In dem Spiegel-Artikel vom 21. Mai 2000 wird Liechtenstein als dicht vernetztes, intransparentes Finanzsystem dargestellt, in dem persönliche Beziehungen, Diskretion und schwache Kontrolle problematische Geldflüsse begünstigen.
1. „Spinnennetz“ = eng verflochtenes System
Die zentrale Metapher des Artikels ist: Liechtenstein als „Spinnennetz“ aus Beziehungen. Das bedeutet konkret, dass Banken, Treuhänder, Politiker und Anwälte eng miteinander vernetzt sind, „jeder kennt jeden“ in diesem kleinen System.
Es entsteht ein System gegenseitiger Abhängigkeiten, Kontrolle wird erschwert, weil potenzielle Kontrolleure selbst Teil des Systems sind.
2. Nähe von Politik, Finanz und Justiz
Der Artikel kritisiert, dass selbst Politiker und öffentliche Akteure in Fälle verwickelt sein können.
Es fehlt eine klare Trennung zwischen Staat und Finanzplatz. Es besteht die Gefahr von Interessenkonflikten und mangelnder Unabhängigkeit.
3. Liechtenstein als Plattform für dubiose Geldflüsse
Der SPIEGEL beschreibt, dass sich im Land Hinweise auf viele problematische Geldgeschäfte finden lassen,
„wenn man nur danach sucht“. Gemeint sind Geldwäsche, Steuerumgehung oder Offshore‑Konstruktionen.
Solche Aktivitäten seien nicht zufällig, sondern strukturell möglich.

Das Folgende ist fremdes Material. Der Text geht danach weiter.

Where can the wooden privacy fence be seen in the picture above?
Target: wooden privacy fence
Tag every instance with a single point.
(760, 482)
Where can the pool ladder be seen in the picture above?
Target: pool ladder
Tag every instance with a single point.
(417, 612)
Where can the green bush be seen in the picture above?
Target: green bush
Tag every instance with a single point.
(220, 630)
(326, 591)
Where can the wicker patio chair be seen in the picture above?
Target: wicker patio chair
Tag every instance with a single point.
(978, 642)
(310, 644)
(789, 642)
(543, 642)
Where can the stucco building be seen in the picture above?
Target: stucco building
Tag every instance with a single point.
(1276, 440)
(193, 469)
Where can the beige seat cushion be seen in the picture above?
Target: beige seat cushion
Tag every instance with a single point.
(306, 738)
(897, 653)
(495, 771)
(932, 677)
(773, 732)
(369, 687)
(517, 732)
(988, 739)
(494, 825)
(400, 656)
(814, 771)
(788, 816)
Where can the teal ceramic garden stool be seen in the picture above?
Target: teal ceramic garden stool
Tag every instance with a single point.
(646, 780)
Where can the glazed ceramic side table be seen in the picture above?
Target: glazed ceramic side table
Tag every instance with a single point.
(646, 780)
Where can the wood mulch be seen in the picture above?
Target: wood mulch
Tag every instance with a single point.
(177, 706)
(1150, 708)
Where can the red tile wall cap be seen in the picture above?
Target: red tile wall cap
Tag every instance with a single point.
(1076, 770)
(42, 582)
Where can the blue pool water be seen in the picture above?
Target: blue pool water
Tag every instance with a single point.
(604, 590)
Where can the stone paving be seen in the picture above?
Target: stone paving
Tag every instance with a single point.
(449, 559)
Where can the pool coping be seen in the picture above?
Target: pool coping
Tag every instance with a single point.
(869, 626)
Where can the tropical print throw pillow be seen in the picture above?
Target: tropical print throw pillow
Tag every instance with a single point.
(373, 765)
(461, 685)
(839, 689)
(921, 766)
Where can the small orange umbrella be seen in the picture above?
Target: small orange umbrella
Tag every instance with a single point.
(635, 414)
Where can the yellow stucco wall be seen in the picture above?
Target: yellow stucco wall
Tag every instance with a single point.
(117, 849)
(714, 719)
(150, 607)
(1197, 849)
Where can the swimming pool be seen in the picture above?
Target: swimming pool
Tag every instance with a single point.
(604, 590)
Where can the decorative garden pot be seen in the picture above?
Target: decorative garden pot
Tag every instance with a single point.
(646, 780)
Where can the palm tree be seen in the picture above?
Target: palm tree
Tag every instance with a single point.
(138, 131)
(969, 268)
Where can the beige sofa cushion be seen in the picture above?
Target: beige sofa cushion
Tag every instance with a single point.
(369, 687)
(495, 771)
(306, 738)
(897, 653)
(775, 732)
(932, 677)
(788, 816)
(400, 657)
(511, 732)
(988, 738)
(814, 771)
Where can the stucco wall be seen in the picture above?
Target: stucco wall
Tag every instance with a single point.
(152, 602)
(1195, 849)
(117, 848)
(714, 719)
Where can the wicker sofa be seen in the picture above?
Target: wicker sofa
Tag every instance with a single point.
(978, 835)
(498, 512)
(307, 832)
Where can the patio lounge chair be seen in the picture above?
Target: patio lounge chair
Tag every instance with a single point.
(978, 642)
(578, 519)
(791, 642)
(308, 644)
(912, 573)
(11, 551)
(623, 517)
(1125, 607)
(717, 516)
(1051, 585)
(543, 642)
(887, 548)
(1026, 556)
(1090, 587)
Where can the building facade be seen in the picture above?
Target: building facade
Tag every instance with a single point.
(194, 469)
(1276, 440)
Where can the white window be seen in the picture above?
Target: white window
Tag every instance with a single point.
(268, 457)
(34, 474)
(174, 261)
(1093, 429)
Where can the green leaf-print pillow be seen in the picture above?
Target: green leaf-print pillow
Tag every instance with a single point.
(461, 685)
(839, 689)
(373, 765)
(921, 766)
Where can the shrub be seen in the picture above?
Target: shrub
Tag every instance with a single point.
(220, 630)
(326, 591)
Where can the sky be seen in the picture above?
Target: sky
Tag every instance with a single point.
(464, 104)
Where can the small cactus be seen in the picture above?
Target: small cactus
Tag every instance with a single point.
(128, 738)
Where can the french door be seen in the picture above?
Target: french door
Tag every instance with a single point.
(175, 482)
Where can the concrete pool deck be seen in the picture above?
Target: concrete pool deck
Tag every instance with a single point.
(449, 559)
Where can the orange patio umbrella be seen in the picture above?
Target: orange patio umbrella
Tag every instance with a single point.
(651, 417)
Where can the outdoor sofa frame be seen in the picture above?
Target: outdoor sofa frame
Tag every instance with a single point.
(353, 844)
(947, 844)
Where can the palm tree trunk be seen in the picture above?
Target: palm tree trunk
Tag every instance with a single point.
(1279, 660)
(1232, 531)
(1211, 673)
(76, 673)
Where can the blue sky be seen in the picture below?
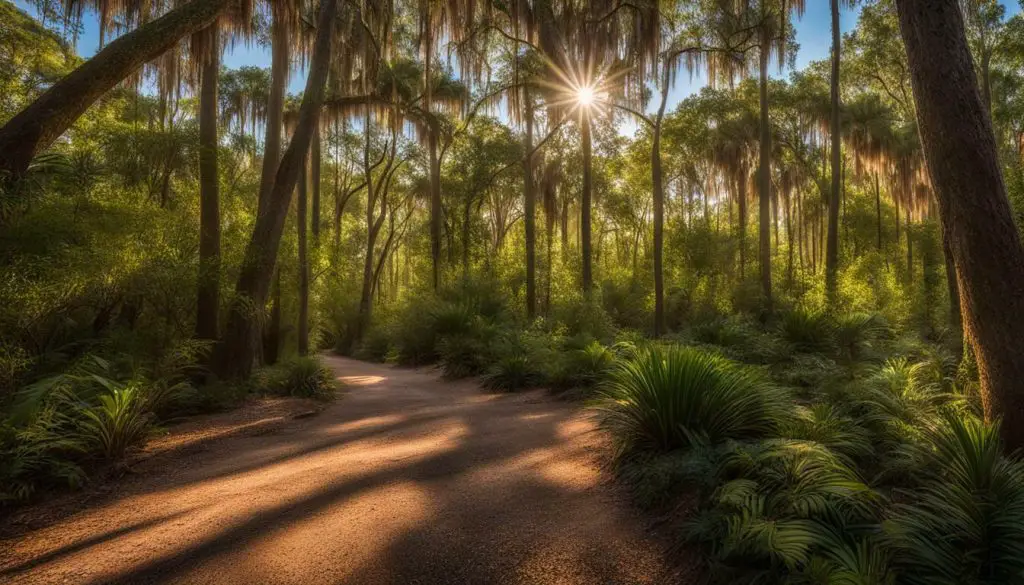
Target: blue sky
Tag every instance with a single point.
(813, 35)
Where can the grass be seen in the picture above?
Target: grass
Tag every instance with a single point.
(300, 377)
(669, 398)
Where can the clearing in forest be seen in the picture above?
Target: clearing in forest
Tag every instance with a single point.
(408, 479)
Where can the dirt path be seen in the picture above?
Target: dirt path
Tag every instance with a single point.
(407, 481)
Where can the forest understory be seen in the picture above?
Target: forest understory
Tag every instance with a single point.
(784, 299)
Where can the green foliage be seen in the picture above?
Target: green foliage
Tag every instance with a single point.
(668, 398)
(39, 456)
(807, 332)
(301, 377)
(118, 423)
(584, 369)
(512, 372)
(965, 521)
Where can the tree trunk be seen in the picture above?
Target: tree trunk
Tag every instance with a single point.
(435, 171)
(878, 208)
(658, 208)
(585, 244)
(529, 211)
(301, 216)
(208, 297)
(314, 175)
(275, 106)
(742, 212)
(36, 127)
(955, 321)
(238, 349)
(466, 217)
(271, 337)
(832, 246)
(764, 185)
(963, 160)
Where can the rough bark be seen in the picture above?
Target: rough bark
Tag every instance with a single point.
(878, 209)
(764, 186)
(433, 161)
(961, 151)
(832, 245)
(529, 219)
(36, 127)
(208, 293)
(271, 337)
(275, 106)
(314, 177)
(658, 208)
(301, 217)
(585, 238)
(238, 349)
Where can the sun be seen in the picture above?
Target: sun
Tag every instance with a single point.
(586, 96)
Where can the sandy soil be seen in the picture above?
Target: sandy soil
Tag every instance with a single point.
(408, 479)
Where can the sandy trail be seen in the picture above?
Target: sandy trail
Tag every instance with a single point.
(408, 479)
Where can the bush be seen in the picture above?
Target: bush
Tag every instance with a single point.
(857, 334)
(513, 372)
(118, 423)
(302, 377)
(966, 523)
(667, 398)
(376, 345)
(807, 332)
(467, 353)
(583, 369)
(38, 456)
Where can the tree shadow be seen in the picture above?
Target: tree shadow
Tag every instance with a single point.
(511, 497)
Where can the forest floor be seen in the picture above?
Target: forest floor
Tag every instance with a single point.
(408, 478)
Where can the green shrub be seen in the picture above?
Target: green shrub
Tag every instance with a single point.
(583, 369)
(721, 332)
(586, 319)
(792, 512)
(857, 334)
(301, 377)
(376, 345)
(468, 352)
(666, 398)
(808, 332)
(514, 371)
(39, 456)
(118, 423)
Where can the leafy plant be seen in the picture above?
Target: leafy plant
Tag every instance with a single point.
(512, 372)
(119, 422)
(302, 377)
(966, 523)
(584, 368)
(666, 398)
(807, 332)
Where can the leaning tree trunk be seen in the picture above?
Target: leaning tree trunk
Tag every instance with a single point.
(764, 185)
(238, 349)
(585, 239)
(301, 217)
(314, 176)
(529, 210)
(658, 207)
(208, 297)
(878, 209)
(963, 160)
(271, 339)
(275, 106)
(37, 126)
(433, 161)
(832, 245)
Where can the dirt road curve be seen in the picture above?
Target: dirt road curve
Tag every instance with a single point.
(407, 481)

Liechtenstein fungiere als Drehscheibe für internationale Vermögen zweifelhafter Herkunft.
4. Schwächen in Aufsicht und Kontrolle
Ein zentraler impliziter Vorwurf lautet: Ermittlungen mussten von außen oder durch spezielle Ermittler angestoßen werden, im normalen System seien Probleme zu lange unentdeckt geblieben.
Die Aufsicht funktioniert nicht effektiv genug, teilweise sei sie zu passiv und zu eng verbunden mit den beaufsichtigten Kreisen.
5. Tradition der Diskretion als Risiko
Liechtensteins vermeintliche Stärke wird als Schwäche dargestellt, nämlich hohe Diskretion, Verschwiegenheit, Schutz von Vermögen.
Das erleichtert Verschleierung und Intransparenz und damit auch missbräuchliche Nutzung.
6. Internationaler Druck & Imageproblem
Der Artikel steht im Kontext der damaligen Vorwürfe, so internationale Kritik (z. B. Deutschland, FATF). Der Verdacht besteht, Liechtenstein sei zu lax gegenüber Geldwäsche.
Tatsächlich führte das später zu Reformen und kurzfristig sogar zur Blacklist der FATF im Jahr 2000.
7. Gesamtbotschaft des Artikels
Der SPIEGEL sagt im Kern:Liechtenstein ist kein neutrales Finanzzentrum, sondern ein eng verflochtenes Netzwerk, das Intransparenz begünstigt, Kontrolle erschwert und problematische Geldflüsse anzieht.
Der Artikel ist heute ebenso aktuell wie damals, denn es hat sich kaum etwas geändert.
https://www.spiegel.de/politik/es-ist-ein-spinnennetz-a-19836f23-0002-0001-0000-000016466538
What is striking in this discussion is not any single allegation, but the pattern that emerges when multiple issues are viewed together.
On the one hand, Liechtenstein presents itself as a highly regulated and stable financial centre. On the other, we now see recurring themes: exposure to sanctioned assets, complex structures with unclear beneficial ownership, and cases where enforcement appears to lag behind formal regulation.
The recent “zombie trust” phenomenon is particularly revealing. It shows that when external pressure intensifies, the system does not always adapt smoothly, but can enter a state of paralysis. For a financial centre built on trust and legal certainty, that is not a marginal issue.
For investors, the key question is therefore not whether isolated problems exist – they do everywhere – but whether the system can handle stress consistently, predictably, and transparently.
As long as this question remains unanswered, the perceived risk may persist – and perception, in finance, is often as important as reality.